Hose's research focuses are Greek drama, historiography, Hellenistic poetry and Greek literature of the Imperial period.

Alongside his scholarly activities, Hose is also active in university politics. From 1999 until 2001, he was Dean of the Faculty of Language and Literature at LMU Munich. Since 2002 he has been a member of the University Senate of LMU Munich, and he became its chairman in 2007. In this role, Hose is also ex officio deputy chairman of the university council.

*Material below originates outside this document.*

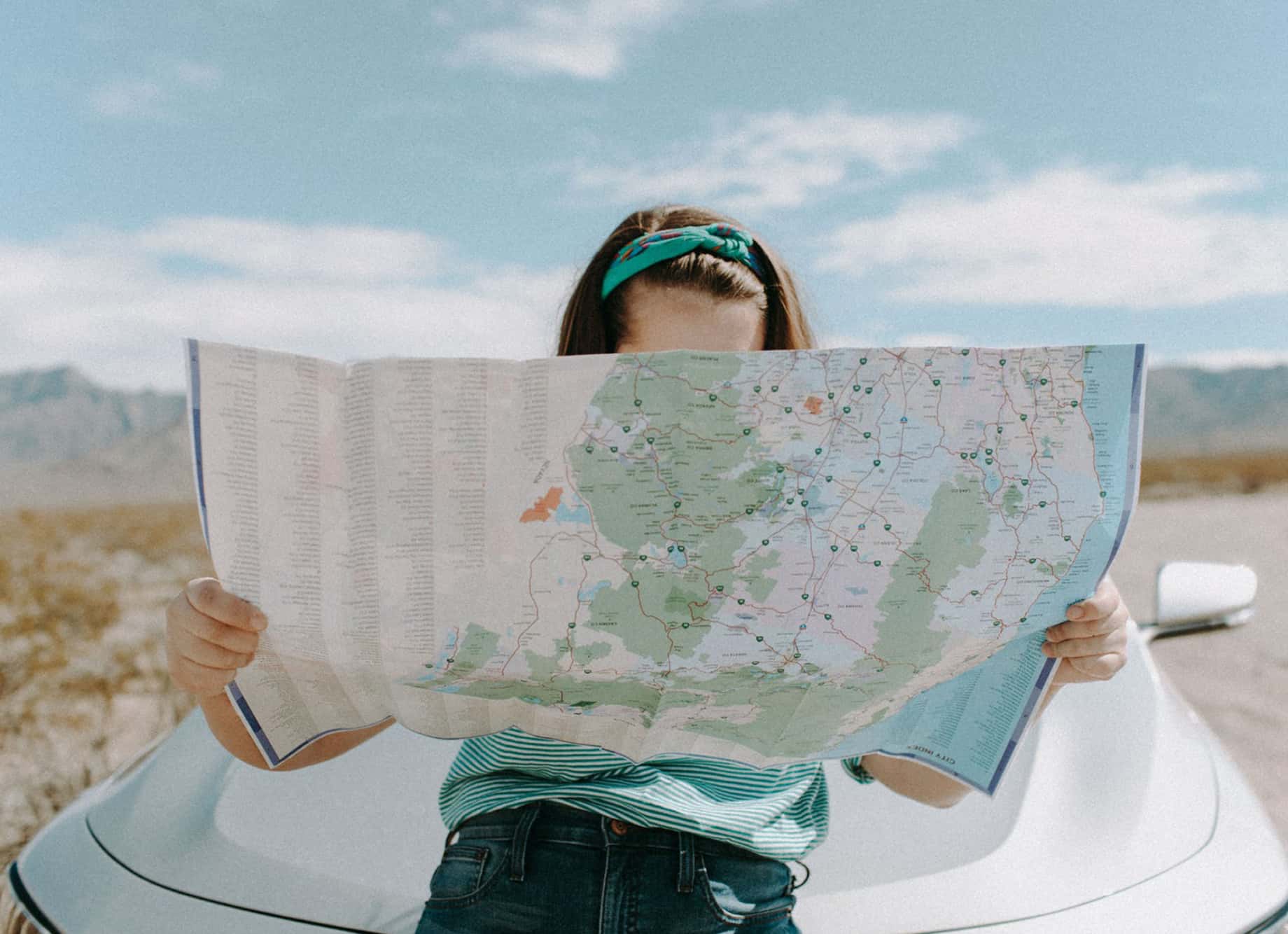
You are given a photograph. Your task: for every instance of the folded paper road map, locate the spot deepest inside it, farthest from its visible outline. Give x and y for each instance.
(764, 557)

From 1995 until 2001, he was a board member of the Mommsen Society. Since 2001, Hose has been an ordinary member of the Bavarian Academy of Sciences and Humanities. Since 2004 he has been a board member of the Fédération internationale des associations d’études classiques. In addition, he has been a co-editor of the review journal, Gnomon since 2000.

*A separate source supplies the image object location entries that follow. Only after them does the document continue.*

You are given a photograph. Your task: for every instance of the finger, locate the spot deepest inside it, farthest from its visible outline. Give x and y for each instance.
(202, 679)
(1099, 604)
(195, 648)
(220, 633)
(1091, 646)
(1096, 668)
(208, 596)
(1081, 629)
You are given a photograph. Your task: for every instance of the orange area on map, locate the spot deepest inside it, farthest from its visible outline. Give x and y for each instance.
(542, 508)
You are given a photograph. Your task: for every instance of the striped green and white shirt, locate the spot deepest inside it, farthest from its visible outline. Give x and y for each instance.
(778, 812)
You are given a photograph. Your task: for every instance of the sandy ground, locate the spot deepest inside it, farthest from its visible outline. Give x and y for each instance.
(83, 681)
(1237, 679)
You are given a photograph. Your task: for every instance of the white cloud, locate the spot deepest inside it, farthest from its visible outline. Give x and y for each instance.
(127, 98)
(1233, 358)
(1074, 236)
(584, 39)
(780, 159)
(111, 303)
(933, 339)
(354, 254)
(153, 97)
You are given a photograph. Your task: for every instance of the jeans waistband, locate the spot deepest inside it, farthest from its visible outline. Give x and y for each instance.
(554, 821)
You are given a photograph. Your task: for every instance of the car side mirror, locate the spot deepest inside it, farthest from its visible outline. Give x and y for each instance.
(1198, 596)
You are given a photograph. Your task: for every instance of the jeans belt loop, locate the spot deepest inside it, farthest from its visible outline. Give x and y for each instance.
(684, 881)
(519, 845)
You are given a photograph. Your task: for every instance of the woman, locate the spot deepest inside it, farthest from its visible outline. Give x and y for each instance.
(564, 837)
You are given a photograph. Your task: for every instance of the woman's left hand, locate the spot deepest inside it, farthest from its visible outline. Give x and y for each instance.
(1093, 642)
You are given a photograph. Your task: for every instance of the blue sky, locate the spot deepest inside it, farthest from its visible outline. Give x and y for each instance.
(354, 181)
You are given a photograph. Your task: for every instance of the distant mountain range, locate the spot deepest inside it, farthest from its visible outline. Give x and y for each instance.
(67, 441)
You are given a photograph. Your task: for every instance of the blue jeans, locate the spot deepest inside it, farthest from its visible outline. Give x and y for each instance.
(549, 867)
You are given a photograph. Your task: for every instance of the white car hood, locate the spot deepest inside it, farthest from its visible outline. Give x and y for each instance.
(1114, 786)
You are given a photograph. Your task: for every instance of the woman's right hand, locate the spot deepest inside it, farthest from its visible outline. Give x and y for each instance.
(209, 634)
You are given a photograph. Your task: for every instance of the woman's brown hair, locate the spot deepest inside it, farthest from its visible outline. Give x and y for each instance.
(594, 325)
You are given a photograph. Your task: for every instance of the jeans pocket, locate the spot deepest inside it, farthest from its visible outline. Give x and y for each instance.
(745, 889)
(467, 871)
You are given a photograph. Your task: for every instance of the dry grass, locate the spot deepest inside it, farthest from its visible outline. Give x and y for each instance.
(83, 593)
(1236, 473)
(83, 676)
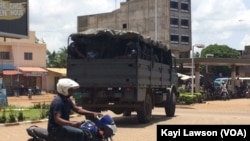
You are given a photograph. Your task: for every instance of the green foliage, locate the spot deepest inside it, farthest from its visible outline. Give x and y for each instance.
(219, 51)
(36, 112)
(57, 59)
(41, 106)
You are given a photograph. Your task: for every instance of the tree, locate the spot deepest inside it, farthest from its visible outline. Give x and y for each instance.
(219, 51)
(57, 59)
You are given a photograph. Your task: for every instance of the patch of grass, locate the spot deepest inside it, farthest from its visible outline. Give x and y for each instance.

== Selected publications ==
- Studien zum Chor bei Euripides, Teil 1, Stuttgart 1990 (347 pp.) (Beiträge zur Altertumskunde Vol. 10) (= Diss. Konstanz 1990)
- Studien zum Chor bei Euripides, Teil 2, Stuttgart 1991 (467 pp.) (Beiträge zur Altertumskunde Vol. 20)
- Erneuerung der Vergangenheit. Die Historiker im Imperium Romanum von Florus bis Cassius Dio, Stuttgart/Leipzig 1994 (XII + 522 pp.) (Beiträge zur Altertumskunde Vol. 45) (= Habilitationsschrift Konstanz 1993)
- Drama und Gesellschaft. Studien zur dramatischen Produktion in Athen am Ende des 5. Jahrhunderts, Stuttgart 1995 (214 pp.) (Drama Beiheft 3)
- Kleine griechische Literaturgeschichte. Von Homer bis zum Ende der Antike, Munich 1999 (261 pp.) (Beck’sche Reihe)
- Aristoteles. Fragmente III. Die historischen Fragmente, übers. u. kommentiert von M. H. (Aristoteles Werke in deutscher Übersetzung, edited by Hellmut Flashar, Bd. 20.III), Akademie Verlag Berlin 2002 (307 pp.)
- Poesie aus der Schule. Überlegungen zur spätgriechischen Dichtung, Bayerische Akademie der Wissenschaften, Phil.-Hist. Kl., Sitzungsberichte. Jg. 2004, vol. 1, Munich 2004 (37 pp.)
- Euripides. Der Dichter der Leidenschaften, Munich 2008 (256 pp.) (Romanian translation 2010, Modern Greek translation 2011)
- Euripides als Anthropologe. (= Sitzungsberichte der Bayerische Akademie der Wissenschaften, Philosophisch-Historische Klasse. Jahrgang 2009, vol. 2), Munich 2009.